Я прилетел обратно в среду утром. Нина должна была лететь тем же рейсом, а потом отправлялась в Лондон. Однако в последнюю минуту Маршалл сказал, что ей необходимо появиться на вечеринке с коктейлями в Лос-Анджелесе, так что заказанный билет на ночной рейс пришлось сдать. Теперь ей надо было провести часть среды в Нью-Йорке, в ожидании самолета, и я сказал почти сочувственно:
– Приезжай в "Элизиум". Меня там не будет, но ты можешь немного поспать в номере.
Утром в среду я появился в "Макгро-Хилл", чтобы рассказать сказку о моей болезни в Калифорнии, телефонных переговорах с Ховардом Хьюзом и встрече с Джорджем Гордоном Холмсом. Теперь миллиардер снова хотел встретиться со мной во Флориде, но точного места я, как обычно, не знал. Выбор вполне логичный для Хьюза: мы уже дважды вели там задушевные беседы, к тому же у Ховарда, похоже, был дом в Палм-Бич. Мне такой выбор тоже нравился. Флорида – приятное место для работы, мне нравится южная зима, и, раз уж "Макгро-Хилл" сделало публичное объявление о мартовской публикации автобиографии, мне не хотелось сталкиваться с каким-нибудь филиалом организации Хьюза – особенно "Интертелом", охранной системой. Заявление должно было быть сделано на неделю позднее. Последний чек на имя X.-Р. Хьюза – на триста двадцать пять тысяч долларов – будет готов в среду, и после этого я сразу уеду.

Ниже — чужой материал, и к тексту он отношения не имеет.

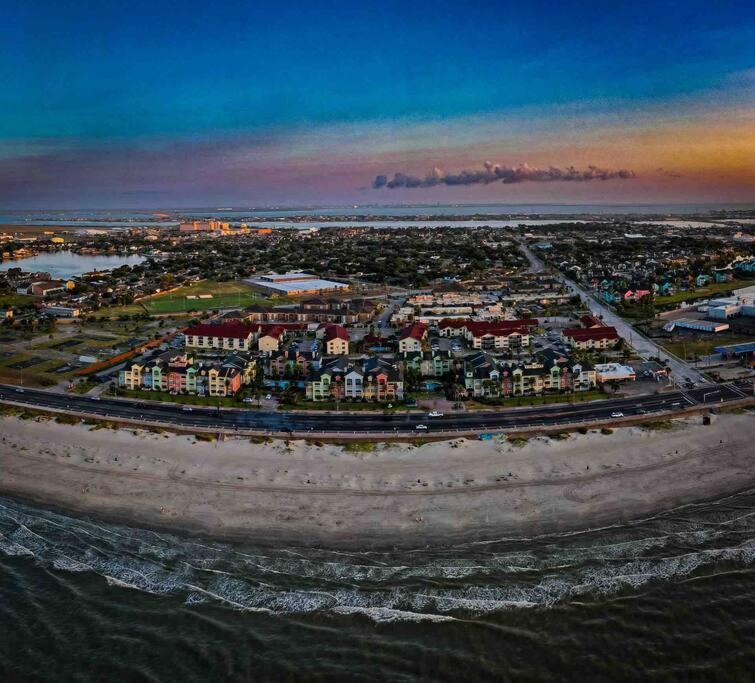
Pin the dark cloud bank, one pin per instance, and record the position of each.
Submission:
(493, 173)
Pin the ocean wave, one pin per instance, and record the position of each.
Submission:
(433, 584)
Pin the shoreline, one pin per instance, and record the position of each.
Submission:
(388, 495)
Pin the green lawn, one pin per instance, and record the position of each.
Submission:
(693, 348)
(233, 294)
(10, 300)
(344, 406)
(34, 375)
(702, 292)
(210, 401)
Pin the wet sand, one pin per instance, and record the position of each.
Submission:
(394, 495)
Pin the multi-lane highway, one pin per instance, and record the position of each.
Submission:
(399, 424)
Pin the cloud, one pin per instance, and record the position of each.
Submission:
(666, 172)
(493, 173)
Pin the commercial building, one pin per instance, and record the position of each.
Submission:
(603, 337)
(336, 340)
(711, 326)
(294, 284)
(223, 336)
(411, 337)
(614, 372)
(369, 379)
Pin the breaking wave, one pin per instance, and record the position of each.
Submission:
(461, 582)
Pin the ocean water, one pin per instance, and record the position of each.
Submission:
(666, 598)
(168, 216)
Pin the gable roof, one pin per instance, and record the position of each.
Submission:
(584, 334)
(415, 331)
(230, 330)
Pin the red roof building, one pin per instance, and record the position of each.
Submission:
(228, 336)
(592, 337)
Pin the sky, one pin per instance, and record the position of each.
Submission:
(197, 103)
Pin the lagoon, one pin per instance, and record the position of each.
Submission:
(70, 264)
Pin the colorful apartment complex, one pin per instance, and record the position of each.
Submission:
(483, 376)
(315, 310)
(181, 375)
(410, 338)
(369, 379)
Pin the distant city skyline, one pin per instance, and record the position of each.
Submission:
(317, 103)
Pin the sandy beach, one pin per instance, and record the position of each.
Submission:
(395, 494)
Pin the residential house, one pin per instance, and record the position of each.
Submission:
(411, 337)
(336, 340)
(604, 337)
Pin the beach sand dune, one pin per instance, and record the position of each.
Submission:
(393, 495)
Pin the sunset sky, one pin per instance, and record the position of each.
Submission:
(168, 104)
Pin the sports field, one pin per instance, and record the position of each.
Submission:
(202, 296)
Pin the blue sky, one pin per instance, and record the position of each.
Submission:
(141, 77)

– Тебе надо встретиться с ним и подписать предисловие, – напомнил мне Левенталь. – И если он сделает это, то пусть распишется собственной рукой. Тогда мы сможем перенести текст со всеми пометками в книгу.
– Если Ховард чувствует себя нормально. Слышал бы ты его рык по телефону, когда он услышал мой кашель и чих. Хьюз был просто в ярости. Сказал, что, если мы встретимся, это его в буквальном смысле убьет.
Беверли присоединилась к нам позднее – уже в офисе Альберта.
– Кстати говоря, – сказала она, – "Лайф" отдал то письмо от Октавио Хэрольду на графологическую экспертизу тому же человеку, который проверял письмо, напечатанное в январе.
Мне стало немного дурно, но я попытался вести себя как обычно.
– Что все это значит?
Беверли пожала плечами:
– Просто проверка на случай появления проблем после объявления. Газеты могут раздуть небольшую шумиху. Так что весьма полезно запастись кое-каким оружием.
– Хорошо, что я в начале января написал тебе и сказал то, что слышал от Хьюза. Мне вдруг подумалось, что, если бы это случилось после двадцать второго января – я имею в виду, после того, как вышла статья в "Лайф", – у тебя могли появиться некоторые основания для подозрений.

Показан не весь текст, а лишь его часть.